A Geometry problem 2 Given a parallelogram ABCD. A line, parallel to BC crosses AB and CD in points E and F respectively, a line parallel to AB crosses Bc and DA in points G and H respectively. Prove that EH, GF, and BD are either parallel or intersect in a single point.  I've tried to find relationships between EH and GF.How to solve this one?
 A: $\def\vec#1{\overrightarrow{#1}}$Consider $(A;\vec{AB},\vec{AD})$ as an Affine coordinate system.
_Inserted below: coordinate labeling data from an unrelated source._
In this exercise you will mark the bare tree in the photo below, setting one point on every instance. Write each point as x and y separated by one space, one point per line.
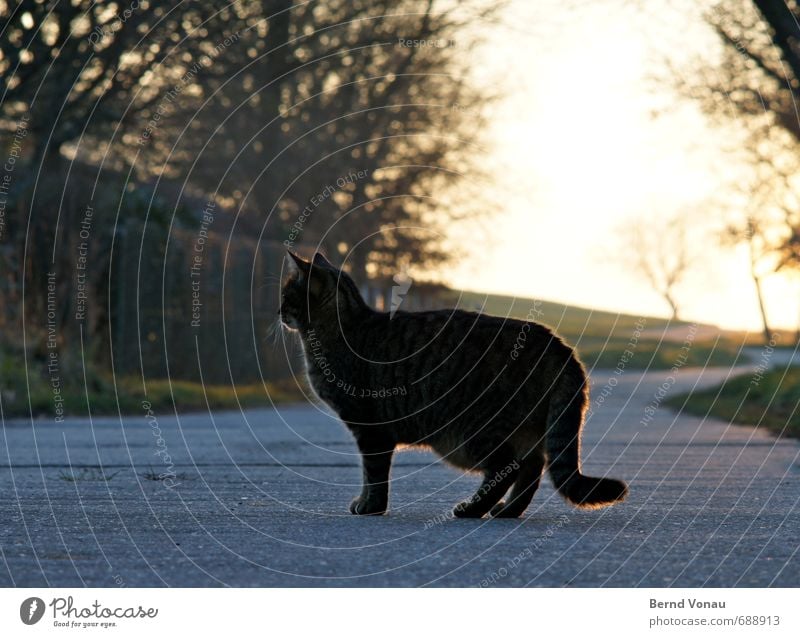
659 253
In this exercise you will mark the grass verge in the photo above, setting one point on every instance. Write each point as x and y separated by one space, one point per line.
89 391
771 401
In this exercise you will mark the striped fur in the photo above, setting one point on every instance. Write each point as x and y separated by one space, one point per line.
467 385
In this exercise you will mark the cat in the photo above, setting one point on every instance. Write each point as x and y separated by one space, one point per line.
498 396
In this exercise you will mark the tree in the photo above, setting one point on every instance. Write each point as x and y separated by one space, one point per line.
756 83
141 110
658 252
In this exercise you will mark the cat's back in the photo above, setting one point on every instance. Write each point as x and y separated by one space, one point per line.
460 336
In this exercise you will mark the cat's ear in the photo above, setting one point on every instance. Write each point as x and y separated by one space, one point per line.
321 261
297 264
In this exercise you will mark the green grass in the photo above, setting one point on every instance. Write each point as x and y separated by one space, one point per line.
570 321
128 395
655 356
772 401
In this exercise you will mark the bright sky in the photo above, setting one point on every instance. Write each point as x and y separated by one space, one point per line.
585 139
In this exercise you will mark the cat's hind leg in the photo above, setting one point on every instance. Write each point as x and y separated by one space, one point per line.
528 478
496 481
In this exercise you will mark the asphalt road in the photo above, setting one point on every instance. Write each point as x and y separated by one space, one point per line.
260 499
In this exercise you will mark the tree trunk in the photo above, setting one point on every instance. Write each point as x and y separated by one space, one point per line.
762 308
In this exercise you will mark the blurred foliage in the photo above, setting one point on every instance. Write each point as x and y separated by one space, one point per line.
772 401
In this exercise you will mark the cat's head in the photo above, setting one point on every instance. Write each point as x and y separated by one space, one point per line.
317 292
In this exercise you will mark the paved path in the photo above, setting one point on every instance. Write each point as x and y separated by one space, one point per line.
260 500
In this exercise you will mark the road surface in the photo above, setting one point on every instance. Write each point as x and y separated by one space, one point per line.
260 499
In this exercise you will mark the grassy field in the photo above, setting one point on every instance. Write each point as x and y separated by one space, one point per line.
80 389
771 401
601 339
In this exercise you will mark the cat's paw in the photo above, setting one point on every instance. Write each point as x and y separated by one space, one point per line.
502 510
467 510
365 506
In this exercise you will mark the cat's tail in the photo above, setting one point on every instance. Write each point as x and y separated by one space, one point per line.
568 403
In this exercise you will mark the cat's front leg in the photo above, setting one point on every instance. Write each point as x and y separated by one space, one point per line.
376 458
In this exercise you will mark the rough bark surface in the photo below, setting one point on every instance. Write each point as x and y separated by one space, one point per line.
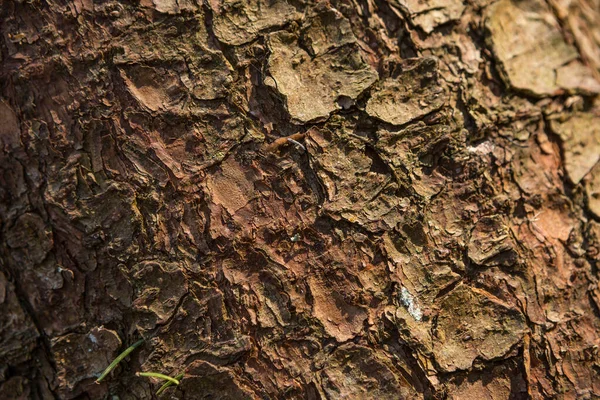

We have $B(1,0)$, $D(0,1)$, $E(e,0)$, $F(e,1)$, $H(0,h)$ and $G(1,h)$.
The lines $EH$, $EG$ and $BD$ have there equations as follows
$$\eqalignno{
BD:&\qquad x+y=1 &(1)\cr
EH:&\qquad h x+e y=eh &(2)\cr
FG:&\qquad (h-1) x+(e-1) y=eh -1&(3)
}$$
Noting that $(3)$ is equivalent $h x+e y-eh=x+y-1$, we conclude that if $BD$ and $EH$ intersect at a point then this point belongs to $FG$. On the other hand, if   $BD$ and $EH$ are parallel then $h=e$ and in this case they are parallel to $FG$, and we are done. 
A: Let $I, J$ be intersections of $(EH, BD)$ and  $(BD, GF)$ respectively. If you apply Menelaus' theorem twice, you have $\frac{DH}{HA}\frac{AE}{EB}\frac{BI}{ID}=1$ and $\frac{DF}{FC}\frac{CG}{GB}\frac{BJ}{JD} = 1$. Because $ABCD$ is a parallelogram and $EF, GH$ are parallel to each sides, $\frac{DH}{HA}=\frac{CG}{GB}$, $\frac{AE}{EB}=\frac{DF}{FC}$. Therefore, we have $\frac{BI}{ID}=\frac{BJ}{JD}$, which means that $I$ and $J$ are actually the same point.